О причине и силе этой неприязни мистер Хелстоун лишь смутно догадывался; он не знал, как сильно Йорк любил Мэри Кейв, что пережил он, потеряв ее; вдобавок ходившие на его счет слухи не достигали ушей священника. Он предполагал, что его с Йорком разделяли только политические и религиозные разногласия, и знай он подоплеку этой неприязни, никакая сила не заставила бы его переступить порог дома своего бывшего соперника.
Мистер Йорк оставил Мура в покое, и разговор перешел на более общие темы, порой, однако, вновь сбиваясь на спор. Тревожное положение в стране и частые случаи нападения на фабрики в здешних краях давали собеседникам обильную пищу для подобных споров, тем более что все трое по-разному смотрели на происходящее: Хелстоун считал хозяев пострадавшими, а рабочих безрассудными; он осуждал недовольство властями, охватившее население, так же как растущее нежелание народа терпеливо сносить неизбежное, по его мнению, зло; он требовал крутых мер со стороны правительства, беспощадных приговоров смутьянам и в случае необходимости быстрого применения военной силы.

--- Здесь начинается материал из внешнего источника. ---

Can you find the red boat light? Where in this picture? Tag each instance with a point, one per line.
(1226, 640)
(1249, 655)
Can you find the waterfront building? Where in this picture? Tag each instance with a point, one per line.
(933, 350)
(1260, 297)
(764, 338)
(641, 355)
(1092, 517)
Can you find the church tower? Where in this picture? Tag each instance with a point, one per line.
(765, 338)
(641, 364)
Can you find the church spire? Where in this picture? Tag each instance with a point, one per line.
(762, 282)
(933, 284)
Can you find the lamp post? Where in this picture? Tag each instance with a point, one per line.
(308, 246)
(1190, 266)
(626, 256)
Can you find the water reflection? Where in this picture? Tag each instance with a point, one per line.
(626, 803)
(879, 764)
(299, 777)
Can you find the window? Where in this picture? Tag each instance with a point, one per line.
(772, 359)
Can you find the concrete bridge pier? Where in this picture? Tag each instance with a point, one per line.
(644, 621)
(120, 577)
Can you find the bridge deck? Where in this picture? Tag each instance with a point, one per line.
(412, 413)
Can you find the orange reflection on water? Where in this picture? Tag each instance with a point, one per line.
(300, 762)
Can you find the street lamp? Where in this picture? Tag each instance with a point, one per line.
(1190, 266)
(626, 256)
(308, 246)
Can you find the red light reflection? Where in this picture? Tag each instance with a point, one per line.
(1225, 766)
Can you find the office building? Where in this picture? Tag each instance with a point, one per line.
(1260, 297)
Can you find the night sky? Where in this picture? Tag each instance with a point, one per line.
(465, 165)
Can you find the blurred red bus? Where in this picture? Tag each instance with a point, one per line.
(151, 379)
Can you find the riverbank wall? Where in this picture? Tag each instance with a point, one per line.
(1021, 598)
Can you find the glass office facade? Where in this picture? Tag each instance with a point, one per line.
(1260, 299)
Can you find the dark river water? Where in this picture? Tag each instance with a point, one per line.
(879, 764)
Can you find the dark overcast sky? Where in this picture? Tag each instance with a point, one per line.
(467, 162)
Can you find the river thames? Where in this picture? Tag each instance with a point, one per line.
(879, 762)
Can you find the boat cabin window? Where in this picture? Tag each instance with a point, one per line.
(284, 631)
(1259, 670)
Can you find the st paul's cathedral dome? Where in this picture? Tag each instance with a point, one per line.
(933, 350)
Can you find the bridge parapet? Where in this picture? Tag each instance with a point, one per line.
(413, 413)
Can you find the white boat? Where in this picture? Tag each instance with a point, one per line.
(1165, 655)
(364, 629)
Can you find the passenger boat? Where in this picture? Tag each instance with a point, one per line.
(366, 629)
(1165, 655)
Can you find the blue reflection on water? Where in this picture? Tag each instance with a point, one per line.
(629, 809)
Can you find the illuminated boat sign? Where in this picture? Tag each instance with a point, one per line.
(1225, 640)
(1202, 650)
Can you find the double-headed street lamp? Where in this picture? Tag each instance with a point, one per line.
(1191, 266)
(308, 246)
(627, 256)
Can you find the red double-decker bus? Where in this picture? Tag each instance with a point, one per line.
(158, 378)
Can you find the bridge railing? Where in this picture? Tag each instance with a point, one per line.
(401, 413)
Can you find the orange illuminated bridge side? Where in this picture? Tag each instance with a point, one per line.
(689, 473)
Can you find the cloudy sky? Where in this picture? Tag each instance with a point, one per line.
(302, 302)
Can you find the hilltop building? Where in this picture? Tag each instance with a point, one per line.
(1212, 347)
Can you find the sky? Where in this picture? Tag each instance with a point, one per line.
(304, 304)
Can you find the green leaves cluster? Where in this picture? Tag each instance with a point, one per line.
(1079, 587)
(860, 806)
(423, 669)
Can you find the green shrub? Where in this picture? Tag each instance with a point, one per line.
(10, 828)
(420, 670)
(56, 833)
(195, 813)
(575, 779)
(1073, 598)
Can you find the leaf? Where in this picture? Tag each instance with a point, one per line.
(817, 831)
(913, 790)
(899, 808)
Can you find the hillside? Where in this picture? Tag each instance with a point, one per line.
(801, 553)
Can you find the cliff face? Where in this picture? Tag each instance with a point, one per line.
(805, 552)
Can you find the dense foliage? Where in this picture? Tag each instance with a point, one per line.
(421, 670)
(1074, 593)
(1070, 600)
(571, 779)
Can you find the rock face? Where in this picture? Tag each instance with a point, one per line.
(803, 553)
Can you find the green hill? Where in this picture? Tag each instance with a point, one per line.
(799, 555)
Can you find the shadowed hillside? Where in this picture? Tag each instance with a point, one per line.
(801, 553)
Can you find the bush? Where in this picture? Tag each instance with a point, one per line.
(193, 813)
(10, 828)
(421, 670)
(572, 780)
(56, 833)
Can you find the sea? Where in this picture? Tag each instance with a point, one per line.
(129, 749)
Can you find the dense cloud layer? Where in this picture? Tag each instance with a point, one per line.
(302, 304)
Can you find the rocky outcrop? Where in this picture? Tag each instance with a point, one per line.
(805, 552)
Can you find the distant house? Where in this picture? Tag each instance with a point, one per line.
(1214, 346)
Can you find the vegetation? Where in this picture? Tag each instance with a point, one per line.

Мистер Йорк спрашивал, насытят ли эти строгие насильственные меры голодных, дадут ли работу тем, кто безуспешно ее ищет, и с негодованием отвергал идею неизбежности зла; он говорил, что чаша терпения народа уже полна и что сопротивление в наши дни стало гражданским долгом; утверждал, что широко распространенный дух недовольства властями — весьма отрадное знамение нашего времени; да, фабрикантам приходится сейчас трудно, но виновато в этом их собственное «растленное, продажное и кровавое» правительство. Всему виной безумцы, подобные Питту,[34]дьяволы, подобные Каслри, злобные болваны, подобные Персевалю, — вот они тираны, проклятье Англии, губители ее торговли. Это их тупое упорство в ведении ничем не оправданной, безнадежной, разорительной войны завело страну в тупик; это их непомерные налоги и позорные Приказы Совета камнем висят на шее нашей страны; и за это они заслуживают осуждения и виселицы.
— Но что толку говорить? — вопрошал Йорк. — Нет никакой надежды, что доводы разума будут услышаны в стране, угнетаемой королями, попами и пэрами, в стране, где номинальный монарх — умалишенный, а подлинный правитель беспринципный распутник;[35]где терпят такое издевательство над здравым смыслом, как наследственные законодатели, такую нелепость, как епископы-законодатели, где благоговейно почитают государственную церковь, разжиревшую, проникнутую духом нетерпимости и злоупотребляющую своей властью, где держат постоянную армию и целое полчище попов-тунеядцев, которые со своими нищими семьями обирают страну.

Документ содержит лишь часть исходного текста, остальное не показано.